Business Daily is a British weekday financial news programme, shown on Channel 4 between 1987 and 1992.

The programme was produced by Business Television Limited. Business Television became majority-owned by Broadcast Communications in 1988. Broadcast Communications then became a subsidiary of the Guardian and Manchester Evening News Group in 1989.

==History==
The programme launched on 21 September 1987 as part of Channel 4's 1987 expansion of weekday broadcast hours, following the transfer of ITV Schools programmes from ITV. The 30-minute programme was broadcast on weekday lunchtimes, initially at 12 noon before transferring to 12.30 pm on 28 March 1988, where it would remain until the programme ended. Business Daily was also broadcast on S4C, initially live but, after a brief period in autumn 1988 when S4C did not broadcast the programme, S4C showed it with a one-hour time delay.

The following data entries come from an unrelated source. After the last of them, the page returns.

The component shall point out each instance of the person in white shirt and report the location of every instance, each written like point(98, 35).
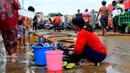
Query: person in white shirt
point(115, 14)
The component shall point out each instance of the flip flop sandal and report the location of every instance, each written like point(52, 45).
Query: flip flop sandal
point(70, 66)
point(64, 63)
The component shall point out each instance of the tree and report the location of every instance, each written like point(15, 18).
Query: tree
point(52, 14)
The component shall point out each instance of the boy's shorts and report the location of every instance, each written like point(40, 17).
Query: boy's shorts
point(19, 36)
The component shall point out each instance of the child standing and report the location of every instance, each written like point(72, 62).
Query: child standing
point(88, 45)
point(21, 29)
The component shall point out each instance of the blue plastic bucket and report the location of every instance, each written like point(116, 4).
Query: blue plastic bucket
point(39, 54)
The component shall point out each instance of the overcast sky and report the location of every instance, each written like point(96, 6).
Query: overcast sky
point(63, 6)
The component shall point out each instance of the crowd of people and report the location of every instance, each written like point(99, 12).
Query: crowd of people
point(13, 28)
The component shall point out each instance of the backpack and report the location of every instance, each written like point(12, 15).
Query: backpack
point(8, 14)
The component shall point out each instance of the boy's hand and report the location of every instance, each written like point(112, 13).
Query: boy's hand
point(71, 52)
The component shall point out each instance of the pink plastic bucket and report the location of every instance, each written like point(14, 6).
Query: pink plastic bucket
point(54, 59)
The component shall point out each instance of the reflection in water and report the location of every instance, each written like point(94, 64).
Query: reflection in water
point(3, 65)
point(58, 71)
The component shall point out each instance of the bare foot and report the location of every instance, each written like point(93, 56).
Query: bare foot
point(87, 64)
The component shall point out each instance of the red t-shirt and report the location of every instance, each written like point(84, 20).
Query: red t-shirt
point(90, 39)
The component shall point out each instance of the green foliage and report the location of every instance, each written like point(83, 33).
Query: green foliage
point(51, 14)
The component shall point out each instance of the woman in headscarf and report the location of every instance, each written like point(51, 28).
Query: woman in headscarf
point(8, 24)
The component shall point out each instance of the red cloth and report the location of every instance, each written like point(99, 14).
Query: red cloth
point(110, 7)
point(127, 4)
point(90, 39)
point(8, 14)
point(57, 20)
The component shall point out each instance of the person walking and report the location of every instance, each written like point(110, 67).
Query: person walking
point(8, 24)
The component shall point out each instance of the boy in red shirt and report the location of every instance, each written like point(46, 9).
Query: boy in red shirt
point(87, 45)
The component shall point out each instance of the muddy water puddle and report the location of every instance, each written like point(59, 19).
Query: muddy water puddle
point(117, 61)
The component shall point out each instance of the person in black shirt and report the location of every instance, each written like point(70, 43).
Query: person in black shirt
point(78, 14)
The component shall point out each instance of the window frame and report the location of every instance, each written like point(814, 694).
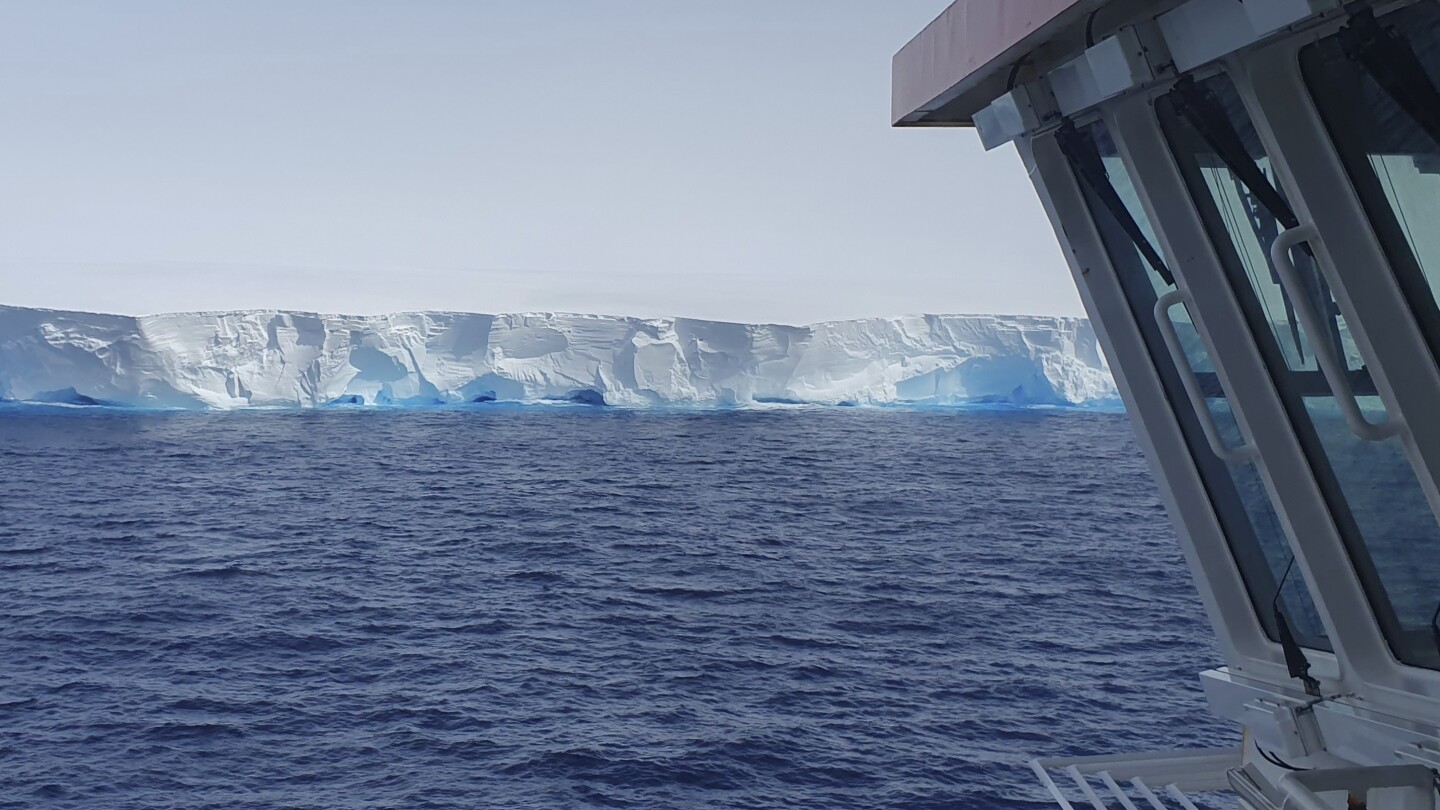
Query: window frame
point(1243, 643)
point(1319, 186)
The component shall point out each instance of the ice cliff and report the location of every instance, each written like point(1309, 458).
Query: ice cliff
point(248, 359)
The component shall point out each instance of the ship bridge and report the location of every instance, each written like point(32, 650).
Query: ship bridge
point(1249, 198)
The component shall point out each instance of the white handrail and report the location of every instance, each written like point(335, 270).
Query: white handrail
point(1331, 366)
point(1187, 375)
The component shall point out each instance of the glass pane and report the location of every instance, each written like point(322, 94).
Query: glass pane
point(1371, 487)
point(1236, 489)
point(1391, 147)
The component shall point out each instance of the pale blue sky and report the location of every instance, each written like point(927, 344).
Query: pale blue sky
point(725, 159)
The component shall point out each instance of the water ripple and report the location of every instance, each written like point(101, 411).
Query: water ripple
point(568, 607)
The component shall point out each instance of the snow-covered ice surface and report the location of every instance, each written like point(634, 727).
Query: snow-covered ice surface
point(255, 359)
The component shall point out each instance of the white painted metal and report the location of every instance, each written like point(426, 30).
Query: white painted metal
point(1416, 784)
point(1197, 397)
point(1180, 771)
point(1331, 366)
point(1204, 30)
point(1373, 709)
point(1118, 64)
point(1239, 633)
point(1384, 332)
point(1007, 118)
point(1233, 349)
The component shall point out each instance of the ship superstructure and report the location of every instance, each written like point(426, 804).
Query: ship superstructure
point(1249, 198)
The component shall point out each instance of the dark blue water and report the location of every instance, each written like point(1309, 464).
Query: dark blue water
point(570, 607)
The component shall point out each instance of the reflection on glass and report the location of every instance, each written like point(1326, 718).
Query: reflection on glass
point(1371, 487)
point(1236, 489)
point(1388, 136)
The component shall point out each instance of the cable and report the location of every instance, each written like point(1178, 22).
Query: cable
point(1014, 72)
point(1278, 761)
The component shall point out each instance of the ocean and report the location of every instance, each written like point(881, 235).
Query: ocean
point(582, 607)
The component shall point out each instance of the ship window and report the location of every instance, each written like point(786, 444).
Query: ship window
point(1375, 499)
point(1244, 510)
point(1375, 88)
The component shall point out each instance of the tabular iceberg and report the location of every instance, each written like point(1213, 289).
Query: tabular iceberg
point(249, 359)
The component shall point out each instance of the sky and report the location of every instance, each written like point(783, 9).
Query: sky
point(726, 160)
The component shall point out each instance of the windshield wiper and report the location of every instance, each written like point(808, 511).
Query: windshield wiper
point(1387, 58)
point(1204, 113)
point(1085, 157)
point(1295, 659)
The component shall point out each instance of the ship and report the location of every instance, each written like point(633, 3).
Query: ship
point(1247, 193)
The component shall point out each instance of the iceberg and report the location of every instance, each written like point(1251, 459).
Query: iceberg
point(267, 359)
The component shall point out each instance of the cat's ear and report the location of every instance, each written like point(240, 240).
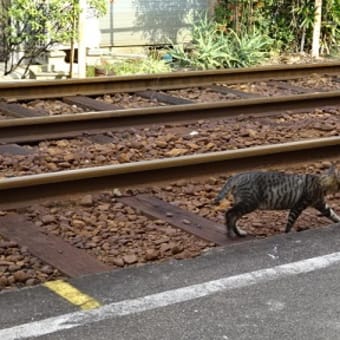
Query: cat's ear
point(332, 171)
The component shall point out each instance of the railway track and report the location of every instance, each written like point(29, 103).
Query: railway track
point(85, 87)
point(90, 235)
point(35, 125)
point(78, 244)
point(26, 188)
point(43, 128)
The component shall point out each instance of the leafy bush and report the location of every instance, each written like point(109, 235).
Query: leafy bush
point(213, 46)
point(138, 66)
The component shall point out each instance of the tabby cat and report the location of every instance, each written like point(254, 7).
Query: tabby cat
point(278, 191)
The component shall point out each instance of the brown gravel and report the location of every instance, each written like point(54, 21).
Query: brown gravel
point(137, 144)
point(54, 107)
point(18, 268)
point(128, 100)
point(121, 236)
point(330, 83)
point(202, 95)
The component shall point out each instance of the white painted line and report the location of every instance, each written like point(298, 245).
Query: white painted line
point(167, 298)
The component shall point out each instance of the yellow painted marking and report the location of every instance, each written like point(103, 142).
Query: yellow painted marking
point(72, 294)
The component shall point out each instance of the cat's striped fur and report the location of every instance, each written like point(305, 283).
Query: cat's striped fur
point(278, 191)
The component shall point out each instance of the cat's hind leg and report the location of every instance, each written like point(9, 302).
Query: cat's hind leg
point(233, 214)
point(327, 211)
point(294, 213)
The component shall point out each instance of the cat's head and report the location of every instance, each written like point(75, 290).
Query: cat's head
point(330, 180)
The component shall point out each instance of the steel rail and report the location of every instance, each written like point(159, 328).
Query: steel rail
point(94, 86)
point(40, 128)
point(22, 190)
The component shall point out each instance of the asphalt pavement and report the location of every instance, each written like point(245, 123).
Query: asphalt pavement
point(283, 287)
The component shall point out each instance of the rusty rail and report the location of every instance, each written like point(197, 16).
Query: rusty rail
point(22, 190)
point(39, 128)
point(93, 86)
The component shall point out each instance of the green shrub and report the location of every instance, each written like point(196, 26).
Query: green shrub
point(138, 66)
point(215, 47)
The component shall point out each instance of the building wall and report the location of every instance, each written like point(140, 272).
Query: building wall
point(149, 22)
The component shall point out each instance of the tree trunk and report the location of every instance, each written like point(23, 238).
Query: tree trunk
point(317, 29)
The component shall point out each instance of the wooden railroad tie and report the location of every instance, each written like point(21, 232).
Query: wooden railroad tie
point(49, 248)
point(180, 218)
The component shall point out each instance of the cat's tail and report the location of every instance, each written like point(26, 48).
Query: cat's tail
point(229, 184)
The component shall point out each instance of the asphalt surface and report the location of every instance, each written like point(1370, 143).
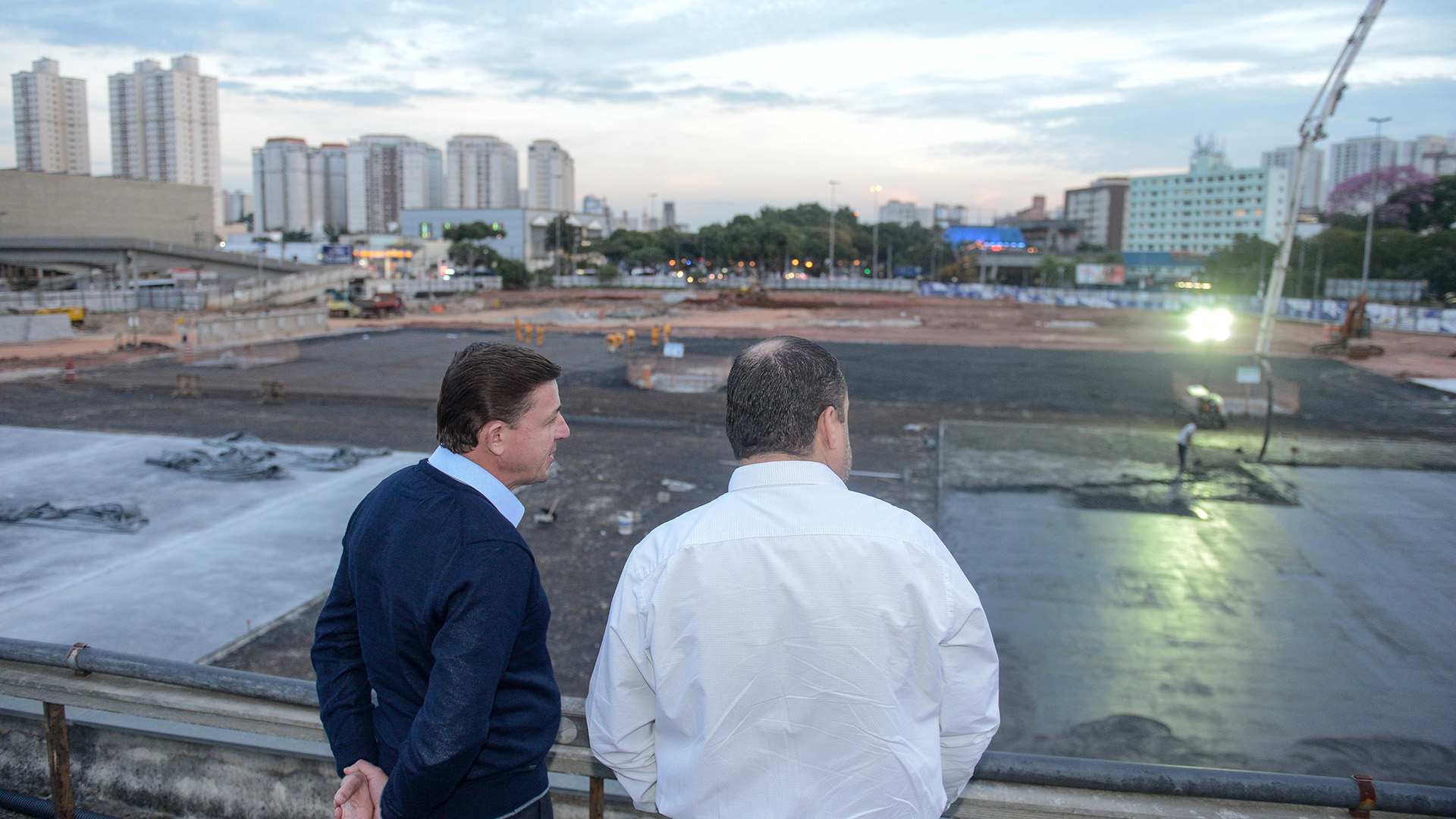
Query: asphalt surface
point(957, 382)
point(379, 391)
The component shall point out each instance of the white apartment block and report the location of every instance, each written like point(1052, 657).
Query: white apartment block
point(1103, 210)
point(1435, 156)
point(905, 215)
point(299, 187)
point(551, 178)
point(388, 174)
point(164, 126)
point(237, 206)
point(1312, 194)
point(52, 134)
point(481, 172)
point(1204, 209)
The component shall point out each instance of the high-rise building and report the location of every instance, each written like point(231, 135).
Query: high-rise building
point(1362, 155)
point(335, 178)
point(949, 216)
point(52, 134)
point(389, 174)
point(905, 215)
point(237, 206)
point(1101, 207)
point(481, 172)
point(1435, 156)
point(1204, 209)
point(1312, 197)
point(287, 186)
point(164, 126)
point(551, 177)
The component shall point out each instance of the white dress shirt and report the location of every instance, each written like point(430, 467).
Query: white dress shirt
point(476, 477)
point(794, 651)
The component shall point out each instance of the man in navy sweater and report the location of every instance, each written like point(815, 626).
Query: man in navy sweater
point(435, 682)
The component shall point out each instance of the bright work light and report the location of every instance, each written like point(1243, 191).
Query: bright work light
point(1209, 325)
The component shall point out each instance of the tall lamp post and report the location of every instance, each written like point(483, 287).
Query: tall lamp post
point(832, 207)
point(874, 257)
point(1375, 183)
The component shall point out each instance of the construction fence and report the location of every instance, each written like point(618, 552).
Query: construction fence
point(1316, 311)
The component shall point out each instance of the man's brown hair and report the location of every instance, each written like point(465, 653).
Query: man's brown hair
point(487, 382)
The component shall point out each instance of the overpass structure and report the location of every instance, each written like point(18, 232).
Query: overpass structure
point(134, 259)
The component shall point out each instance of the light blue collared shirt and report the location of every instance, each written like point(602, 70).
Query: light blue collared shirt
point(476, 477)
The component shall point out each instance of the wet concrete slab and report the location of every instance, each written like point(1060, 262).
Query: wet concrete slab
point(1312, 639)
point(215, 560)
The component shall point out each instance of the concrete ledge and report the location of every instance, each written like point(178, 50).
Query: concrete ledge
point(47, 327)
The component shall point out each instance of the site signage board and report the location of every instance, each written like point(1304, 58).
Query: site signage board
point(1101, 275)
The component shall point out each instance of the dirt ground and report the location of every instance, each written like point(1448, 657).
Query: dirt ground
point(823, 316)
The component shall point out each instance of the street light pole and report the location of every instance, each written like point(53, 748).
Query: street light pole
point(874, 257)
point(832, 183)
point(1375, 181)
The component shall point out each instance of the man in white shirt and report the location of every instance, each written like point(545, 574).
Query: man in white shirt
point(792, 649)
point(1184, 442)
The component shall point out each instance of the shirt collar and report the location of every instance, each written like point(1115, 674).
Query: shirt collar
point(476, 477)
point(783, 472)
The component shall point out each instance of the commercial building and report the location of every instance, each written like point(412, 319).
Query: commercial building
point(1204, 209)
point(388, 174)
point(526, 229)
point(1044, 231)
point(52, 134)
point(1312, 194)
point(551, 177)
point(299, 187)
point(61, 206)
point(165, 126)
point(1101, 207)
point(481, 172)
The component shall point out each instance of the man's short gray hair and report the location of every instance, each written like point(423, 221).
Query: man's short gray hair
point(777, 391)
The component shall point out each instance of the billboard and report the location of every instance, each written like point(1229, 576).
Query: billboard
point(337, 254)
point(1101, 275)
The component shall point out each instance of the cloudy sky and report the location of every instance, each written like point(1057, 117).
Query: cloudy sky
point(728, 105)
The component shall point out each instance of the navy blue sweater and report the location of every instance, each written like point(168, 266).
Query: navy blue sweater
point(437, 607)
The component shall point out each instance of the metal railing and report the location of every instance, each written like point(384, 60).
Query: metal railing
point(289, 707)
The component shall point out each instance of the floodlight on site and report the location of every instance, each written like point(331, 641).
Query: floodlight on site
point(1209, 325)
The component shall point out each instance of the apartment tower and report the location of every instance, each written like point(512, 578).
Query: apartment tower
point(388, 174)
point(481, 172)
point(52, 134)
point(551, 178)
point(164, 126)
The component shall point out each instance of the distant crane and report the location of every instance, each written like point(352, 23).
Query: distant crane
point(1310, 131)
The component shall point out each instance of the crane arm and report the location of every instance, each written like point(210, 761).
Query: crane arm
point(1310, 131)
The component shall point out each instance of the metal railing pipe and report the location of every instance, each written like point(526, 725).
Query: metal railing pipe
point(85, 659)
point(1210, 783)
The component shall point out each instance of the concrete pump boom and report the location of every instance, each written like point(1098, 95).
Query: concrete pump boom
point(1310, 131)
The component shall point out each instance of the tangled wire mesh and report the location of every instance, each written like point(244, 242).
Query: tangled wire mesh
point(104, 516)
point(243, 457)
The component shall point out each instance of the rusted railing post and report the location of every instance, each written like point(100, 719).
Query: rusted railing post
point(58, 755)
point(596, 799)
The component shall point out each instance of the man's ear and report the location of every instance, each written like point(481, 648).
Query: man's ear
point(492, 438)
point(830, 428)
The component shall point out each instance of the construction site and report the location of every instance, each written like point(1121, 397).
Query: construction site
point(1144, 614)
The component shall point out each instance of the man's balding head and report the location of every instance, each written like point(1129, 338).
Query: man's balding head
point(777, 392)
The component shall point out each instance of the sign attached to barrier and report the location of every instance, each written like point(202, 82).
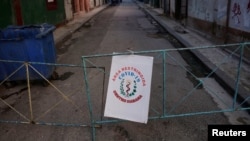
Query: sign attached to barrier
point(129, 88)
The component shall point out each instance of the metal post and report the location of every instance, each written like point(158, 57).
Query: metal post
point(164, 82)
point(89, 98)
point(238, 75)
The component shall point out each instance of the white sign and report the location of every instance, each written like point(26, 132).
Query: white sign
point(129, 88)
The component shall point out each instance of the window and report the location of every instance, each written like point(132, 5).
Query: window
point(51, 4)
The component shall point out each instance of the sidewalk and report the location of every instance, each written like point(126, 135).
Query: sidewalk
point(211, 57)
point(62, 33)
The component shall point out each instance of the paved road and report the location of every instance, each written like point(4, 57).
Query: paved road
point(117, 29)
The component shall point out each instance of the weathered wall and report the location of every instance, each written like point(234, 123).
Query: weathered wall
point(240, 15)
point(68, 9)
point(210, 16)
point(6, 13)
point(36, 12)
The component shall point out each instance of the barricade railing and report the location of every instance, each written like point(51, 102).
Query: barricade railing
point(89, 84)
point(239, 102)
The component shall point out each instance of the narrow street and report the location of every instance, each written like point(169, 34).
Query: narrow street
point(119, 28)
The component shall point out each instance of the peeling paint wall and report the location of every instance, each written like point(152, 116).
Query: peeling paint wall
point(6, 13)
point(240, 15)
point(36, 12)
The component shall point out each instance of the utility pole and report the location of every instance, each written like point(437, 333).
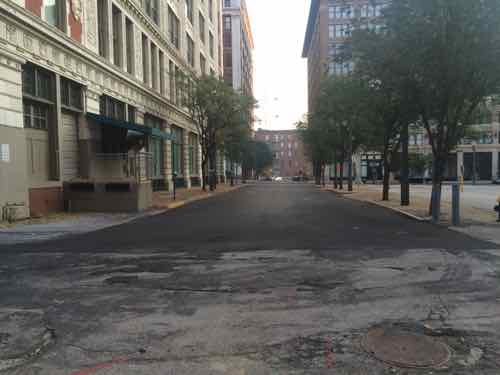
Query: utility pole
point(405, 170)
point(350, 161)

In April 1989, the programme became part of Channel 4's new breakfast programme The Channel Four Daily. Four bite-size editions were broadcast, lasting from 6 to 8 minutes.

In 1990, The Channel Four Dailys broadcast hours were reduced slightly and the first breakfast edition of Business Daily became a programme in its own right, broadcasting for 8 minutes at 6.20 am, prior to the start of The Channel Four Daily.

The lunchtime programme ended on 26 June 1992, but the breakfast editions continued until the end of The Channel Four Daily on 25 September 1992.

==Presenters and reporters==
The programme had two main presenters during its time on air: Susannah Simons and Damian Green. The main presenter would present on Mondays to Thursdays with one of the programme's reporters hosting the Friday edition. Dermot Murnaghan was the first presenter of the breakfast programmes, prior to him becoming one of the main presenters of The Channel 4 Daily.

The programme had its own team of reporters and contributors, including Mickey Clark, who would join the presenter in the studio to provide viewers with commentary on the day's market action.

==The Business Programme==
A spin-off Sunday teatime programme was shown during the early days of the programme's time on air. It was a 45-minute programme which aired between 5.15pm and 6pm.